En el parque había una enorme fuente de esas de luz y agua y estuvimos remojándonos los pies… una hora y media o así. A las horas en punto había espectáculo de música y agua, y vimos dos. Tomamos el sol, miramos las nubes y jugamos a cartas. Una vez más, demostré mi ineptitud y mala suerte al jugar a escoba. La fuente estaba bastante bien, la verdad.
En ese mismo parque había un jardín japonés muy relajante en el que echamos el rato. Después de volver a coger el tranvía por la cara, cenamos en el albergue una rica sopa de remolacha (muy polaca) y arroz duro, salado y malo, con salchichas raras [nunca hicimos arroz bien, supongo que porque Lorenzo me dejaba hacerlo a mí]. Al menos habíamos pillado un yogur enorme muy rico para quitarnos el mal sabor de boca. Loren hizo notar que esta vez no habíamos cogido cerveza para variar.
Mañana a Poznan.
[No hay fotos de hoy. Eso es porque están en la cámara de Lorenzo, y por algún motivo se me olvidó copiar la carpeta necesaria. A cambio, esta foto tan maja de Lorenzo y una silla gigantesca que realmente es del día anterior]

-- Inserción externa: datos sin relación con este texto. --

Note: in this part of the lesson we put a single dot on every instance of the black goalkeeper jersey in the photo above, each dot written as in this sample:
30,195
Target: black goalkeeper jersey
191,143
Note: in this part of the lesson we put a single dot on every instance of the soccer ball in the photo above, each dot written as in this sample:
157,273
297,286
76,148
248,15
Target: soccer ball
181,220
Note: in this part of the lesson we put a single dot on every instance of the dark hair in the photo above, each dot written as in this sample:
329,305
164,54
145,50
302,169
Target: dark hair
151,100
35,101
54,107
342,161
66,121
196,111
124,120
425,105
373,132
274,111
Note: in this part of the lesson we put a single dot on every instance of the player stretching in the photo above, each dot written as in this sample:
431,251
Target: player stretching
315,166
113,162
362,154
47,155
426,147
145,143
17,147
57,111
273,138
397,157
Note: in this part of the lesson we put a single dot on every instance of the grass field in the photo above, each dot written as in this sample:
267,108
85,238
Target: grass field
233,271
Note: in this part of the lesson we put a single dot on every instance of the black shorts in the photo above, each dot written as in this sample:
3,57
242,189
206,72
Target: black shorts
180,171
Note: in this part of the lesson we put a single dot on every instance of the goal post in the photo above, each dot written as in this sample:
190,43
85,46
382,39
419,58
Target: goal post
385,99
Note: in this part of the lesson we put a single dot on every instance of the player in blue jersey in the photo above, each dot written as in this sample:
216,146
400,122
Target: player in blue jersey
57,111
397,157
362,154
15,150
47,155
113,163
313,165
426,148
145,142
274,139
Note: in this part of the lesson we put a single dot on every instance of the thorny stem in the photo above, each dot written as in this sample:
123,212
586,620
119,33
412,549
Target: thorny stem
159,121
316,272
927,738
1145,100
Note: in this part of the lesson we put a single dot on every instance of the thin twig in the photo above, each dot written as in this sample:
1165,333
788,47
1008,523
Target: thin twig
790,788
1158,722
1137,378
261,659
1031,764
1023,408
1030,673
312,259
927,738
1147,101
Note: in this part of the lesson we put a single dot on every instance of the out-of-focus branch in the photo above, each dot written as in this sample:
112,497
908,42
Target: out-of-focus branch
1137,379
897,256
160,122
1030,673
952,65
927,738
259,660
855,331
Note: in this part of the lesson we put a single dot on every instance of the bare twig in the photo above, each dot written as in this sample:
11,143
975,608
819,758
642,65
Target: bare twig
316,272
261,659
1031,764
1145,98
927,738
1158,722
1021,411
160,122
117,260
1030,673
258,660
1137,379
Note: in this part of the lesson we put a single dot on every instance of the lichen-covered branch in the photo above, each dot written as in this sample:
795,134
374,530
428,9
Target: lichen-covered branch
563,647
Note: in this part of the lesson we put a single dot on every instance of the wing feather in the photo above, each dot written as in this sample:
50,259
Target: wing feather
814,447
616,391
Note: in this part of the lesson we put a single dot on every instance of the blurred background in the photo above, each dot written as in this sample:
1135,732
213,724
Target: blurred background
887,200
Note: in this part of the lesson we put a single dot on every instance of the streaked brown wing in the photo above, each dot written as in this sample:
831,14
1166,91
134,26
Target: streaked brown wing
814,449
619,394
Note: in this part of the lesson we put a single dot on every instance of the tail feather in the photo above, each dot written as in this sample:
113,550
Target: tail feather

Absurder por que sí. Lorenzo obviamente se quiso subir arriba pero no le dejé. Luego llegó un señor y se subió y Lorenzo me dijo "¡Pero si ese señor se ha subido! ¿Por qué no puedo yo?". Luego montó un numerito, se tiró al suelo a patalear y se acabó haciendo pis. Bueno, vale, en realidad no. Pero un señor se subió y nadie le dijo nada.



Diario de viajes de Polonia: Día 7



[Sí, continúo el diario de viajes, mucho tiempo después. Igual ya ni la gente se acuerda de qué iba esto. Bueno, ahí va, y con fotos y todo oye.]

El paisaje Polaco al que nos acostumbramos

Día 7 (11 Ag, Domingo)


Antes de salir de Krakow, fuimos al centro a ver si encontrábamos algún souvenir. También nos pasamos por unos puestos para pillar unos pieroguis [comida típica de Polonia similar a empanadillas blandas o a dim-sum]. Luego, al tren a Wroclaw, son 5 horas y media, esperemos no tener problemas.
Guille pidiendo los coloridos pieroguis

Llegamos a Wroclaw y la ciudad nos gustó. Era más colorida que Varsovia y Cracovia, y en cierto sentido menos turística. No obstante, tiene un montón de iglesisas y sitios interesantes que ver, y como ciudad universitaria, da que tiene mucho ambiente joven.
El albergue es curioso. La recepción está en la planta 5 y las habitaciones en las plantas 3 y 4, y sólo se puede acceder a ellas con llave a través del ascensor. Las habitaciones son espaciosas y los baños aún más. 
Salimos a ver un poco la ciudad y nos encontramos a una pareja de españoles que yavims en Auschwitz, que casualidad. Cenamos macarrones con atún y tomate, y jugamos futbolín un rato, y a dormir.


Un río. Y yo tosessi
Loren y la plaza. Precioso todo.
Y esto son estatuas. Al otro lado del paso de cebra re-emergen. Curioso.


Pero que coj... ¿¿ERA NECESARIO, LORENZO??